Krimis in Deutschland Heimat-Kost im Bücherregal
Mord, Intrigen, Opfer, Täter - das sind die Grundzutaten für jeden
Krimi. Gibt man nun noch etwas lokales Kolorit und eine gehörige Prise
Talent hinzu, ist das Rezept für einen Regionalkrimi perfekt.
Magdeburg l Immer mehr Autoren nutzen die erfolgreiche Mischung aus Tod, Schuld und Heimatliebe als Zutat für ihre neuesten Werke.
Mit gutem Grund, denn der Hunger nach Regionalkrimis ist groß. Und weil die Verlage inzwischen erkannt haben, dass sich der Appetit der Leser seit 1980 immer mehr in diese Richtung entwickelt, veröffentlichen sie derzeit reihenweise spannende Geschichten, die in den Straßen der Heimat spielen.
So auch der in Halle ansässige Mitteldeutsche Verlag, der mit Bernd Kaufholz und Bernhard Spring zwei Regionalkrimi-Autoren aus Sachsen-Anhalt vorweisen kann.
Beide Autoren haben verstanden, dass ihre Mitbürger es genießen, über Verbrechen in ihrer Nachbarschaft zu lesen. Denn so können sie auch noch nach dem Zuklappen des Buches einen Nachgeschmack der Angst spüren, wenn sie durch die ihnen bekannten Straßen laufen.
Springs Regionalkrimi "Fliederbordell" ist der bisher erfolgreichste Sachsen-Anhalt-Krimi des Mitteldeutschen Verlages. In ihm können die Leser den Ermittler Till Thamm begleiten, der unter anderem mit einem in der Saale tot aufgefundenen Asiaten konfrontiert wird.
Auch Bernd Kaufholz lässt seine literarischen Figuren in Magdeburg und Umgebung ums Leben kommen. Gerade wurde sein neuestes Werk "Tödlicher Skorpion" veröffentlicht, in dem es um eine Rechtsanwältin geht, die ins Magdeburger Prostitutionsmilieu gerät.
Kaufholz glaubt zu wissen, warum die Leser auf den Geschmack von Regionalkrimis gekommen sind: "Sich in den Orten seines Lebens wiederzufinden, ist der Kick."
Eine Aussage, die Joanna Hengstenberg, Pressereferentin des Mitteldeutschen Verlags, unterschreiben kann: "Regionalkrimis sind besonders aufgrund ihres Wiedererkennungswertes bei den Lesern beliebt. Die Leser kennen den Marktplatz, auf dem der Mord passiert, sie kennen die Straßen, die Stadt."

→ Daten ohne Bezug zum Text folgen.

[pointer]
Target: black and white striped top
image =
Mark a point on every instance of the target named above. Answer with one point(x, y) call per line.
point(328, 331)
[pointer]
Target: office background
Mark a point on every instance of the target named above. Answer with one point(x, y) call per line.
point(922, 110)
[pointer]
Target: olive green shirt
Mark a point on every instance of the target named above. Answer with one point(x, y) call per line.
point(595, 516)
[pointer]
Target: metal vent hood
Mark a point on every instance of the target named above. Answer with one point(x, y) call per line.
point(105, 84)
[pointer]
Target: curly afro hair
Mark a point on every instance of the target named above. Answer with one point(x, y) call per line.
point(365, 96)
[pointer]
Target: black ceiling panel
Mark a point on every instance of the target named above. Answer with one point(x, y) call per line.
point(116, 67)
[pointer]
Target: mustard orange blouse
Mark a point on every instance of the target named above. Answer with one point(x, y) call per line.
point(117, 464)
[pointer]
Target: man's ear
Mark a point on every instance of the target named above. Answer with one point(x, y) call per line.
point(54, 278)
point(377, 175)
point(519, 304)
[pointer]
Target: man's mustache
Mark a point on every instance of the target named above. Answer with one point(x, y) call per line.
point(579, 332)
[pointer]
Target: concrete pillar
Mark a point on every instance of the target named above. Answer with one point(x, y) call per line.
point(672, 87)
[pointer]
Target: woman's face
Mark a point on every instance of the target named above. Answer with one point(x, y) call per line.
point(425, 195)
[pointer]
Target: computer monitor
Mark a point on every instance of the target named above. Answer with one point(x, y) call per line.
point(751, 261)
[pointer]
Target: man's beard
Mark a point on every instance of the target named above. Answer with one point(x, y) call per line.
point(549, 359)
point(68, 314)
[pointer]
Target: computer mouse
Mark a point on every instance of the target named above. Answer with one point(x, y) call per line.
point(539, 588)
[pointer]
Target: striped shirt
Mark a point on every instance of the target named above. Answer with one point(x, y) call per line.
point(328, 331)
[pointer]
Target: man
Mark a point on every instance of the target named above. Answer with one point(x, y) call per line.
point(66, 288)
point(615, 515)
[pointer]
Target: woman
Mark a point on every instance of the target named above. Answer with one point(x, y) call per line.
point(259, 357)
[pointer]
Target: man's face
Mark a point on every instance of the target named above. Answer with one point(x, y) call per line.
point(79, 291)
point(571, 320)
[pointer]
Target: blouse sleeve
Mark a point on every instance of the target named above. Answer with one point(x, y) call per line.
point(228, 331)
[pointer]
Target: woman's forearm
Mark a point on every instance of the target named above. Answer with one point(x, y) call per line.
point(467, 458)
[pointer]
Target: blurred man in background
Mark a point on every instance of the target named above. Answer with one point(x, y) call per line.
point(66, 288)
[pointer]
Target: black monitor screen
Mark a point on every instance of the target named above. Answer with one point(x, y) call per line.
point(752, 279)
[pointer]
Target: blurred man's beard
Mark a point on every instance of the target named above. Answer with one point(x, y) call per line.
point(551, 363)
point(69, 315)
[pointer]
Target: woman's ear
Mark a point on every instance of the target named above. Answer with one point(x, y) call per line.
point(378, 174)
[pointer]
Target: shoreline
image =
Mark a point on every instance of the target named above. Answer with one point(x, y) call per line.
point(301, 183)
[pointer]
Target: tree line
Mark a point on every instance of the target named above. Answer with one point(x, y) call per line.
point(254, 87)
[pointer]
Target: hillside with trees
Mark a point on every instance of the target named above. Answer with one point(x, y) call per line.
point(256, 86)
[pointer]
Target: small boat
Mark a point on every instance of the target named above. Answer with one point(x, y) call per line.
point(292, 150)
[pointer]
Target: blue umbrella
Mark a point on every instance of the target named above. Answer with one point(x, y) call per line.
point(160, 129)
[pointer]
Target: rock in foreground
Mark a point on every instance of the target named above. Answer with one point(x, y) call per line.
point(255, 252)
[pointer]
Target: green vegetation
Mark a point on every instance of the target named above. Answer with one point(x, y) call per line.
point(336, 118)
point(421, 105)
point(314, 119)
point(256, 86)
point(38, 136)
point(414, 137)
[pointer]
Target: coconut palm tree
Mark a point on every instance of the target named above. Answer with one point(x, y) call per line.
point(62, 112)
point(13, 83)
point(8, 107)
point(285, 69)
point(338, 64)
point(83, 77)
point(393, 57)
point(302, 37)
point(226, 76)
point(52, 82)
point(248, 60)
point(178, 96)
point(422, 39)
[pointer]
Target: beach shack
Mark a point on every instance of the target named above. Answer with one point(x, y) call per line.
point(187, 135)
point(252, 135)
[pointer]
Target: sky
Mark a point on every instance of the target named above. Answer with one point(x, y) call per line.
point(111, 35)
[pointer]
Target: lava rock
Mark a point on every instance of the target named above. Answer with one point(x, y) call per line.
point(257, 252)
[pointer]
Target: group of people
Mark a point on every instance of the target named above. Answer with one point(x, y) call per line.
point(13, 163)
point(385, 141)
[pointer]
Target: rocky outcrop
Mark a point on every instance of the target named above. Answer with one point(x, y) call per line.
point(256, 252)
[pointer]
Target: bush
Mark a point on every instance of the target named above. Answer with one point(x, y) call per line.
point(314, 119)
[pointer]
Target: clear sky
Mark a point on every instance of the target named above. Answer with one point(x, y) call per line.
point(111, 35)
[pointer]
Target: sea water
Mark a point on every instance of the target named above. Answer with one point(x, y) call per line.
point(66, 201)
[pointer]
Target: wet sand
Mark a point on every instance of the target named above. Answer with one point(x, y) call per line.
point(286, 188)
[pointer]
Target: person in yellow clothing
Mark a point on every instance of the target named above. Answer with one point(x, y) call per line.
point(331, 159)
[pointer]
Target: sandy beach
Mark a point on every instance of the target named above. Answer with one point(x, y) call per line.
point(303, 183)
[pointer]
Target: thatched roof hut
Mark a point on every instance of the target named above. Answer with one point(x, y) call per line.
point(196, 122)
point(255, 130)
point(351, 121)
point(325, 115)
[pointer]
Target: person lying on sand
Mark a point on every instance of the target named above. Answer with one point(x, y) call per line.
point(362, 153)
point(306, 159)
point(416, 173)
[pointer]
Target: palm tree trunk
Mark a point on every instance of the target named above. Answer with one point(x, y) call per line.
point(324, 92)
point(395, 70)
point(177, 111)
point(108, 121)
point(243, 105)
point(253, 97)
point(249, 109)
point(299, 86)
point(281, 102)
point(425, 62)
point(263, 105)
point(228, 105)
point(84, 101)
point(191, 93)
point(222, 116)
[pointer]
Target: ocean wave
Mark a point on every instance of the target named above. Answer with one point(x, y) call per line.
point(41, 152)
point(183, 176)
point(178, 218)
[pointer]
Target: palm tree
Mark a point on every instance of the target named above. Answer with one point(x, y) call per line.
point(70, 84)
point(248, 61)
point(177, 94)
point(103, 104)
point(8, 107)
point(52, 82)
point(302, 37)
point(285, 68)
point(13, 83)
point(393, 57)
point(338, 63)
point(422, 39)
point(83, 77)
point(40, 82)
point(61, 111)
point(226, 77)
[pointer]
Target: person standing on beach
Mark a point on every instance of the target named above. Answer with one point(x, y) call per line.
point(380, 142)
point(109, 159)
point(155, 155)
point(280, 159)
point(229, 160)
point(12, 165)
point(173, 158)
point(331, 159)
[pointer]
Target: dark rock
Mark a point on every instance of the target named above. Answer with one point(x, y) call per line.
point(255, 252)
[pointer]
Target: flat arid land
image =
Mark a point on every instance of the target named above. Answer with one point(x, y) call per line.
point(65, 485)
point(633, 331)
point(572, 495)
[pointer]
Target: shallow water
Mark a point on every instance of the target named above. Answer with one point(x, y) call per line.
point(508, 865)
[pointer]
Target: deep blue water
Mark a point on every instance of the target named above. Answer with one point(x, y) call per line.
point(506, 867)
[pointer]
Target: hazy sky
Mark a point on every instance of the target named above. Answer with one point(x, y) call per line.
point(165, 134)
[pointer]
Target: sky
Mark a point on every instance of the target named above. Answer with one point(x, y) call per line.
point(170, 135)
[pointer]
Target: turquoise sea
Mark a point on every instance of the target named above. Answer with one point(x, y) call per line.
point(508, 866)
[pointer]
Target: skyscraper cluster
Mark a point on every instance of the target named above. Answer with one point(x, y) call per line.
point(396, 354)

Inzwischen gibt es kaum noch eine Region, die noch nicht zum Schauplatz fiktiver grausamer Morde wurde.
Keine Frage, die Deutschen lieben Heimat-Kost. Doch der Rest der Welt scheint voller Kostverächter zu sein, denn die Regionalkrimis aus Deutschland werden nur selten auch außerhalb ihrer eigenen Stadtgrenzen gelesen. Demnach bewegen sich die Auflagenzahlen auch nicht in Richtung Bestsellerlisten.
Inge Nedwed, Leiterin des Dorise Verlags, in dem unter anderem der Regionalkrimi "Mordfall Holger W." veröffentlicht wurde, verrät: Die Erstauflage der Bücher liegt zwischen 200 und 500 Stück. Einige mehr, genauer gesagt zwischen 2000 und 5000 Exemplare pro Regional-Krimi, liefert der Mitteldeutsche Verlag an den Buchhandel aus. Geschäftsführer Roman Pliske erklärt, die Höhe der Auflage werde nach dem Potenzial der einzelnen Werke bestimmt.
Die Auflagen-Zahlen beweisen: Der Erfolg deutscher Regionalkrimis lässt sich nicht mit dem der skandinavischen oder italienischen Bestseller vergleichen.
Experten bezweifeln, dass sich daran in Zukunft etwas ändern wird.
Die Geschäftsführerin vom Landesverband Sachsen, Sachsen-Anhalt, Thüringen des Börsenvereins des Deutschen Buchhandels, Regine Lemke, bezeichnet Regionalkrimis sogar als "Modetrend".
Sollte sie Recht behalten, haben sich die Leser vielleicht schon bald wieder an Lokalkolorit-Literatur sattgegessen.